Climate Change Already Here
By AFP
02 February , 2005
Agence France Presse
Evidence is growing that global warming
is already starting to disrupt the world's delicately-balanced climate
system, and the damage will reverberate for generations, a top science
conference was told.
"There is no
longer any doubt that the Earth's climate is changing," conference
chairman Dennis Tirpak said Tuesday.
"Globally,
nine of the past 10 years have been the warmest since records began
in 1861," he said. "Rising greenhouse gases are affecting
rainfall patterns and the global water cycle."
Tirpak singled out
the heatwave that gripped western Europe in 2003 as an example. Europe's
worst natural disaster in 50 years killed as many as 30,000 people and
inflicted an estimated 30 billion dollars (23 billion euros) in damage.
"Since the
1970s, climatic warming has increased the extent and frequency of droughts
over land," he said. "(...) Terrestrial ecological systems
are shifting and marine systems are changing, all with outcomes that
are difficult to predict."
In temperate parts
of Asia, "recurring incidence of floods and droughts is already
apparent," said Rajendra Pachauri, chairman of the Intergovernmental
Panel on Climate Change (IPCC), the UN's paramount scientific authority
on global warming.
British scientist
Chris Rapley said melting ice from Antarctica was already accounting
for at least 15 percent of the two-millimeter annual rise (0.06 inches)
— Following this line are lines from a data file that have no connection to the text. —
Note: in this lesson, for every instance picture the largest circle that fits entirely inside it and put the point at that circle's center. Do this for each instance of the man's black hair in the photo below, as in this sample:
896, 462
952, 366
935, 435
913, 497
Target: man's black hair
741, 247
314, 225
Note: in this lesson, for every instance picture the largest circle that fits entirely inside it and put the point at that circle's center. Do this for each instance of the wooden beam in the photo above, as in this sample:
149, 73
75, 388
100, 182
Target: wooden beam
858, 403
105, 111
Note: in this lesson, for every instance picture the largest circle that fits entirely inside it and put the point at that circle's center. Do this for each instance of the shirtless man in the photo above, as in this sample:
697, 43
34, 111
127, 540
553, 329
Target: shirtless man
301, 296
in the global sea level due to warming.
In the Antarctic
peninsula, which juts north from the continent, there had been three
iceshelf breakups in the last 10 years, including the creation of the
Larsen B iceberg, a Luxembourg-sized behemoth that is the biggest floating
object in the world.
When these iceshelves
break off, that speeds up the flow of ice into the sea from coastal
glaciers, he said. The ice melted, adding to global sea levels, he said.
"It's like
a cork in a bottle," he said. "You remove the icesheet and
the glacial flow increases," he said.
If Antarctica melted,
that would boost global sea levels by some 120 meters (390 feet), if
past evidence from Earth's natural cycle of ice ages is a guide.
However, most of
Antarctica's ice is locked up in the Western Antarctica icesheet, and
temperatures there are somewhat cooler than before, said Rapley.
The conference,
hosted by Britain at its Met Office headquarters in this southwestern
English city, is tasked with coming up with a state-of-play assessment
about man-made global warming.
The phenomenon is
blamed on the unbridled burning of gas, coal and oil, the fuels that
powered industrialization.
They release into
the atmosphere carbon dioxide (CO2) and other gases that have been locked
in Earth's crust for millions of years.
This carbon pollution
traps the Sun, causing Earth's surface to heat, disrupting the ballet-like
interplay between three physical giants: sea, air and land.
One problem is that
even if pollution were slashed immediately, temperatures would continue
to rise because of the gas which has already been spewed into the atmosphere.
"The inertia
can carry the impacts, especially on sea level rise, for centuries,
if not for millennia," Pachauri said.
Sea levels rise
mainly because water expands as it is heated. The oceans are such vast
volumes of water that, once the warming starts, it takes a long time
for the process to stop.
That warning was
underscored by a study about the risk of a meltdown of the Greenland
icesheet, something that would raise global sea levels by seven meters
(22.75 feet) if it were lost completely.
The icesheet could
start to contract when local temperatures warm by more than 2.7 C (4.8
F) compared with the present.
"There is a
significant possibility that this trigger point will be reached in the
next few centuries," said Jason Lowe of Britain's Hadley Center
for Climate Prediction and Research.
Even if atmospheric
CO2 levels are eventually stabilized at quite modest concentrations,
sea levels will continue to rise "for more than 1,000 years,"
he said. "Deglaciation of Greenland may be irreversible."